На похоронах он обыкновенно утешал горюющих ближних покойного указанием на то, что он теперь избавлен от всяких страданий и что, наверное, скоро и они увидятся с ним в лучшем мире.
Но самым главным его наслаждением было вмешиваться в ссоры.
На целые десять миль вокруг не было ссоры, в которой он не принимал бы деятельного участия. Начинал он обыкновенно с роли доброго посредника, а кончал тем, что благодаря его посредничеству простая ссора переходила в непримиримую вражду.
Будь он литератором или дипломатом, его удивительная способность вмешиваться в чужие дела могла бы увенчать его лаврами, но в качестве обыкновенного человека он благодаря этой способности доставлял только одни неприятности другим и самому себе и заслужил прозвище «всеобщего благодетеля», хотя, разумеется, в кавычках.
VIII. СИЛА ПРИВЫЧКИ
Это было во время одного из моих переездов из Северной Америки в Англию. Мы сидели втроем в курительной каюте парохода «Александра»: я, один из моих лондонских приятелей и американец, редактор-издатель одного из многочисленных нью-йоркских воскресных листков.

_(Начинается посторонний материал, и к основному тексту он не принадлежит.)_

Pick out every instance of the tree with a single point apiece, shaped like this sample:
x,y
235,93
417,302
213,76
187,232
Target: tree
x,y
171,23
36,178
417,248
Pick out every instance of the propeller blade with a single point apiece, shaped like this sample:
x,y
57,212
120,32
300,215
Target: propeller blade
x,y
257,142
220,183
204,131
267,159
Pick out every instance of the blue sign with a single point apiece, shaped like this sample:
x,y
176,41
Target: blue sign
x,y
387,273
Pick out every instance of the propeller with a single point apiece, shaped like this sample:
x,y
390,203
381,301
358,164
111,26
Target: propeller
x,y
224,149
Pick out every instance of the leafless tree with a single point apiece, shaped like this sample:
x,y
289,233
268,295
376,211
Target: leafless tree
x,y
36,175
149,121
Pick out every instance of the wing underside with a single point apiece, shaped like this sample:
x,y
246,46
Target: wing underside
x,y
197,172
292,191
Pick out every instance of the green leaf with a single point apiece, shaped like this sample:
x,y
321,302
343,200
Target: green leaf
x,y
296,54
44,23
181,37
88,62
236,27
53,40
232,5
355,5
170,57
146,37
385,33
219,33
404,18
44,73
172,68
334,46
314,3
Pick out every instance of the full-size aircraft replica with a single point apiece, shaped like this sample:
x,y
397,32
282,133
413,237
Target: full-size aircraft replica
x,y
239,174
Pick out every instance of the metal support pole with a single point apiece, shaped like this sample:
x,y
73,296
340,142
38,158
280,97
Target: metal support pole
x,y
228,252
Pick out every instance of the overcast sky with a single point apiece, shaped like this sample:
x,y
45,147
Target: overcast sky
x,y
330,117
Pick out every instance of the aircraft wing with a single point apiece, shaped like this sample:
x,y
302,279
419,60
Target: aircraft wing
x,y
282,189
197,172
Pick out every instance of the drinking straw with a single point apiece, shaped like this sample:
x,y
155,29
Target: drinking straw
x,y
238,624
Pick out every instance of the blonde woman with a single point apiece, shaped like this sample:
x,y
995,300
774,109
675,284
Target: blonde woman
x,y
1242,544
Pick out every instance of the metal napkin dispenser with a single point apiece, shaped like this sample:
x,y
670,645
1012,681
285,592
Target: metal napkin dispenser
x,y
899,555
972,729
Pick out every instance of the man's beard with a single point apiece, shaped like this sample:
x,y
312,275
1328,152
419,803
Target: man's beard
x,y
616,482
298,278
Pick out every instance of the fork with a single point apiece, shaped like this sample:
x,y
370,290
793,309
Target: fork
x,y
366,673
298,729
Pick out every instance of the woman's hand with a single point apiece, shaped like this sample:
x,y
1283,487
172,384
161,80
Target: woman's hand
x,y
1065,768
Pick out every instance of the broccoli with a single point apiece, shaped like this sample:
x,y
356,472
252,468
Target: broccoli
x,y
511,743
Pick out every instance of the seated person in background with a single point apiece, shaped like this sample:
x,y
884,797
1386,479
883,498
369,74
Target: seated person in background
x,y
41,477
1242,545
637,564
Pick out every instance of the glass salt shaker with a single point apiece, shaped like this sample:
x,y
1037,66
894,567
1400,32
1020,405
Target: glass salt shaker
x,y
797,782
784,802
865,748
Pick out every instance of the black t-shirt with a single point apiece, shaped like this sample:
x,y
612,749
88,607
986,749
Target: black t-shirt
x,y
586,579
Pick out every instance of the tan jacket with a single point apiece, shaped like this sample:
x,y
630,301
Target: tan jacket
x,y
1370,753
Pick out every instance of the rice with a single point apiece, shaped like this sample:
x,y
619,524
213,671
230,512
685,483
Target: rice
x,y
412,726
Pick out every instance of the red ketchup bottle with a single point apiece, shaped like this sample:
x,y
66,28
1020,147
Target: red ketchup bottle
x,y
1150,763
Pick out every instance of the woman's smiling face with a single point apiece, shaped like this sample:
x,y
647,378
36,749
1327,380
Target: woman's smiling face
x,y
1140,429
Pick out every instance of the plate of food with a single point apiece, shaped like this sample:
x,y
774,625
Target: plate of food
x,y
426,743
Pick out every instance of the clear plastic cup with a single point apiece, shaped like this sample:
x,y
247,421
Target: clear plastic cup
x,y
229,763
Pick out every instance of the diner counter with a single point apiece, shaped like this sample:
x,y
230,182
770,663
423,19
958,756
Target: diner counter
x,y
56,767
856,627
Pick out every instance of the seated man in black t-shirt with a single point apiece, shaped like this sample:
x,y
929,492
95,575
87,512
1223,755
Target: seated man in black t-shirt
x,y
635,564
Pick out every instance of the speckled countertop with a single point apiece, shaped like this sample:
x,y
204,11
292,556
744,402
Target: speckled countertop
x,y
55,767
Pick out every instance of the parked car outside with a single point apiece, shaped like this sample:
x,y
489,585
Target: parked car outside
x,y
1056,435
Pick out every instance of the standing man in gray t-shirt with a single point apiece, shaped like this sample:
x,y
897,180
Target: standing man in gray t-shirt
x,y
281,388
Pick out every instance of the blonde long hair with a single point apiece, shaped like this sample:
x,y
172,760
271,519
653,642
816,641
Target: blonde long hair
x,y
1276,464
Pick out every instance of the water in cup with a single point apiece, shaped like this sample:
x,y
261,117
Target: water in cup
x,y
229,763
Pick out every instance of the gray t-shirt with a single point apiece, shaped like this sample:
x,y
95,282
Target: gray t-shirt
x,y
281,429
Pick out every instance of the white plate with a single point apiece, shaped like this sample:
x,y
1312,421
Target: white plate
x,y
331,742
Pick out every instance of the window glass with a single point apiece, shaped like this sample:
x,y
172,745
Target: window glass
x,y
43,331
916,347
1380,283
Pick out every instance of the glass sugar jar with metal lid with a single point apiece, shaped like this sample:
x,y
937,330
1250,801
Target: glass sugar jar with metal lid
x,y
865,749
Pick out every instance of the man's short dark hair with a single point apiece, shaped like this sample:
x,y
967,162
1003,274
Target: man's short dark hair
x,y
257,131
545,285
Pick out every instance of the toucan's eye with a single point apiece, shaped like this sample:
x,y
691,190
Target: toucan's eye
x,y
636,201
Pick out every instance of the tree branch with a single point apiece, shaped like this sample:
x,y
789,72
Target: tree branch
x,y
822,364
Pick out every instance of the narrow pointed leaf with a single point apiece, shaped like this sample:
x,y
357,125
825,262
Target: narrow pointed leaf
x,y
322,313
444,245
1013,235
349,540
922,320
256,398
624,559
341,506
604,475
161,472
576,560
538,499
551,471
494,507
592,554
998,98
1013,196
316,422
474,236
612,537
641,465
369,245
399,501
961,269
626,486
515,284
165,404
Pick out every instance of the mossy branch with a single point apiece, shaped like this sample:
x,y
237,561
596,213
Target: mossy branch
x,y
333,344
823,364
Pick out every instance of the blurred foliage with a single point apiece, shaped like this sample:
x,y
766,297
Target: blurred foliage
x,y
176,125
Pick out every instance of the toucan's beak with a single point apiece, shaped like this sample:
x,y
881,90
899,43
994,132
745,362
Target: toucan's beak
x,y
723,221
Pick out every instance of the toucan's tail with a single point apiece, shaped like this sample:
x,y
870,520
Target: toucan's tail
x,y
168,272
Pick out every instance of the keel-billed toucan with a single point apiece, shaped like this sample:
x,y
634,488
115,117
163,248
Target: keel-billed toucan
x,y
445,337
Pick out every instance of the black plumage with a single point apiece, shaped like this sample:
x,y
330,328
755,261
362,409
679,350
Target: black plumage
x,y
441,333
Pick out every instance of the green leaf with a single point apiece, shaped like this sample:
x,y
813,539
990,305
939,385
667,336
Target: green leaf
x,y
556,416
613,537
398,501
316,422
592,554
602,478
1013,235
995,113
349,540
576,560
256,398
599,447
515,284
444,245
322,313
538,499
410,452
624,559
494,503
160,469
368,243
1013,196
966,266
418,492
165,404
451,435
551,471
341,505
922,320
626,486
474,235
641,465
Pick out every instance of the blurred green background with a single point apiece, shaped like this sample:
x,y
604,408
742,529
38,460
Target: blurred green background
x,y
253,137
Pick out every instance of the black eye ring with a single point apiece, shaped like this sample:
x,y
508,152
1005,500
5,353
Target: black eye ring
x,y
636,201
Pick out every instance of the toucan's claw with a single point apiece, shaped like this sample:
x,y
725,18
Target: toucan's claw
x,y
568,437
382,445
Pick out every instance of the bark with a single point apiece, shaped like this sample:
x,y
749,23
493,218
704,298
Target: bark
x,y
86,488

Мой приятель и я рассуждали о силе привычки, а американец молча слушал нашу беседу, потягивая пиво.
– Поработав над собою известное время, человек твердо усваивает ту или другую привычку и остается верен ей всю жизнь, – говорил между прочим мой приятель. – Вода такой же приятный напиток, как и шампанское, если привыкнуть к ней. Вообще, к чему привыкнешь, все будет казаться приятным. Да вот, например, эти сигары… Кстати, не желаете ли попробовать? – и он придвинул ко мне ящик с сигарами, один вид которых возбуждал у меня тошноту.
– Благодарю, – сказал я, – я дал себе слово не курить во время этого переезда.
– Не пугайтесь! – со смехом успокаивал он меня. – Я это только так, для примера. Я знаю, что вы не станете курить моих сигар и что вы прохворали бы целую неделю, если бы решились на такой подвиг. Но я сам, как вы знаете, курю их постоянно и очень ими доволен, потому что привык к ним. Раньше, несколько лет назад, когда я был еще молод, мне казалось, что я не могу курить никаких сигар, кроме дорогих гаванских. Заметив, наконец, что можно разориться на этих сигарах, я решил обходиться более дешевым сортом. Дело было в Бельгии, и один из моих тамошних знакомых посоветовал мне брать сигары местного производства. Я попробовал одну, и она показалась мне свернутой из капустного листа, обмакнутого в гуано, зато сотня таких сигар стоила всего три пенни, и я заставил себя вообразить, что вкус их нисколько не хуже вкуса гаванских; приобрел сразу сотню и принялся за них скрепя сердце. Когда мне делалось от них очень скверно, я утешал себя мыслью, что ведь и гаванские сигары вызывали у меня тошноту, головокружение и другие неприятные состояния. И, как видите, в конце концов, я так освоился с этими «капустниками», что всякий другой сорт, не исключая и самого высшего, кажется мне противным.